7. Challenges and Perspectives

Alpha-amylase is a crucial enzyme throughout the growth period and life cycle of rice and the expression of some alpha-amylase isozymes has been observed in all stages of development (Supplementary Figure S2, http://ricexpro.dna.affrc.go.jp/). Alpha-amylase is critical during seed germination for the hydrolysis of stored reserves and provision of energy to the developing embryo. Overexpression of a transcription factor regulating the expression of alpha-amylase, OsMybcc-1, could result in seeds with enhanced germination compared to its mutant and wildtype (unpublished data). There is a considerable amount of literature on the measurement of amylase activity that is based on the crude extracts of the samples being analyzed (summarized in [106]) with the DNS method being the most common due to its simplicity. In the rice germinating seed, the amount of expressed alpha-amylase is high enough to be detected by these methods. However, these methods are usually tedious especially on buffer and reagent preparation. If these methods could be advanced and made into simple easily usable kits, such as the pH strips, they could facilitate the identification and detection of seeds with potential robust germination based on high alpha-amylase content, thus being utilized as biomarkers. This could be distributed to farmers and utilized for pre-sowing analysis and to choose seeds with potential high vigor.

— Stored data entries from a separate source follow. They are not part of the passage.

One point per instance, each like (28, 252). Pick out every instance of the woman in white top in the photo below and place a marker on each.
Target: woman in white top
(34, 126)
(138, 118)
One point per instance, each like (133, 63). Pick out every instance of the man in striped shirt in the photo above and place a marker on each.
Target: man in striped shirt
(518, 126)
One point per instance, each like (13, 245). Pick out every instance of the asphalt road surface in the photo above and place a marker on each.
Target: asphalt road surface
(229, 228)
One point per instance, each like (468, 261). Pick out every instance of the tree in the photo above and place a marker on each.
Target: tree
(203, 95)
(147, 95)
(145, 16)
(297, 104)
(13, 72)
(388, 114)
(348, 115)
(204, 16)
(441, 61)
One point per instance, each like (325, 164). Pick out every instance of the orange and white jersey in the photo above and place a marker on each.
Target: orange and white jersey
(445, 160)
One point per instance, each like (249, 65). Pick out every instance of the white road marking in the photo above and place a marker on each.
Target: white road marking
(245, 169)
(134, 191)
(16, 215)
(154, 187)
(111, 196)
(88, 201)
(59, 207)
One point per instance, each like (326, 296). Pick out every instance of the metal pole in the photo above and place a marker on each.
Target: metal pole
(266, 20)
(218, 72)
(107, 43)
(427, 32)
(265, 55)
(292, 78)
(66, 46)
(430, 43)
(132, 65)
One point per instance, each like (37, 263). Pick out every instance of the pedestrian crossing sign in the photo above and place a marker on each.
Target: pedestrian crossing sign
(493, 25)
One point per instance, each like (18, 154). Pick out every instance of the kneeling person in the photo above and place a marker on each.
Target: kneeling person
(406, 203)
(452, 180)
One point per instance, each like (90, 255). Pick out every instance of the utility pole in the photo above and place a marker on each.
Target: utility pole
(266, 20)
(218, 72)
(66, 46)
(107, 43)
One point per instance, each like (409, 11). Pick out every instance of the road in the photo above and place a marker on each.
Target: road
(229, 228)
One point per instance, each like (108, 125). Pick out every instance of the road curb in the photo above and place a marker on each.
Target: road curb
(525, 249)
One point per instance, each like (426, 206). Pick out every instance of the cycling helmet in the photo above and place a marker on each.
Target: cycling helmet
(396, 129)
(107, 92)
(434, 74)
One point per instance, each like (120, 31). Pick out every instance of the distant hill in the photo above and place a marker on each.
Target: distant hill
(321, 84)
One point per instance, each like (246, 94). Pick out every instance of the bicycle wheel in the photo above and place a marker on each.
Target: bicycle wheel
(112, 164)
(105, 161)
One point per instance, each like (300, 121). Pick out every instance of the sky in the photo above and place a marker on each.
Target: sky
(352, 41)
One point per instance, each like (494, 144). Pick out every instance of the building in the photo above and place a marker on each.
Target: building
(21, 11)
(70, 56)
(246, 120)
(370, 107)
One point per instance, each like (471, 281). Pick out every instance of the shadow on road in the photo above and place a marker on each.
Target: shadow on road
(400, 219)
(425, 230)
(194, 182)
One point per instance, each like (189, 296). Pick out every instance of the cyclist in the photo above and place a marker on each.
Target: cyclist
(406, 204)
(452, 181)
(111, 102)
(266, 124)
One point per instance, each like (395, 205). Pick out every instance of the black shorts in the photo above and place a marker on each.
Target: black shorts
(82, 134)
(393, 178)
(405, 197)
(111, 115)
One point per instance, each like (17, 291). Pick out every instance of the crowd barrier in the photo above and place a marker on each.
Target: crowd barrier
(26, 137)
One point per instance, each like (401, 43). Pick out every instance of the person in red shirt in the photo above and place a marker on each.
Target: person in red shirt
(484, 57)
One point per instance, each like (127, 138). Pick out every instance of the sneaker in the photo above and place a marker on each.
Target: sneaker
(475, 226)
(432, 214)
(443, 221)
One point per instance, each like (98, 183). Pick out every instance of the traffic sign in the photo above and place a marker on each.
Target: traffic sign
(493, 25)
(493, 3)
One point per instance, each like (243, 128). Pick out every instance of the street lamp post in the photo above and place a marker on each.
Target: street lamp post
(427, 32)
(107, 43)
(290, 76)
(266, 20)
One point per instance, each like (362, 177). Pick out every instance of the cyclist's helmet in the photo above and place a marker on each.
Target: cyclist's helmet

However, higher accumulation of alpha-amylase during grain development, especially the filling stage, could result in rice grains with reduced quality, chalky, and with few stored starch grains [107]. Such grains would have low market value, negatively affecting farmers’ income and food availability. In wheat, the high accumulation of alpha-amylase during maturation coupled with high moisture availability leads to pre-harvest sprouting [108]. Dough from such seeds has a poor consistency and, in turn, baked products of low flavor and likability [109]. Therefore, it is a challenge for growing rice to regulate the appropriate amount of alpha-amylase at the right stage of development. For a researcher, therefore, the question is how can the effect of alpha-amylase during seed maturation be hindered considering that over expression of the alpha-amylase gene or its regulators enhances seed germination? How do we strike a balance between the appropriate levels at both seed maturation and germination? These questions could be resolved with time and following in-depth research. However, the environment presents other factors that influence gene expression, seed germination, and growth.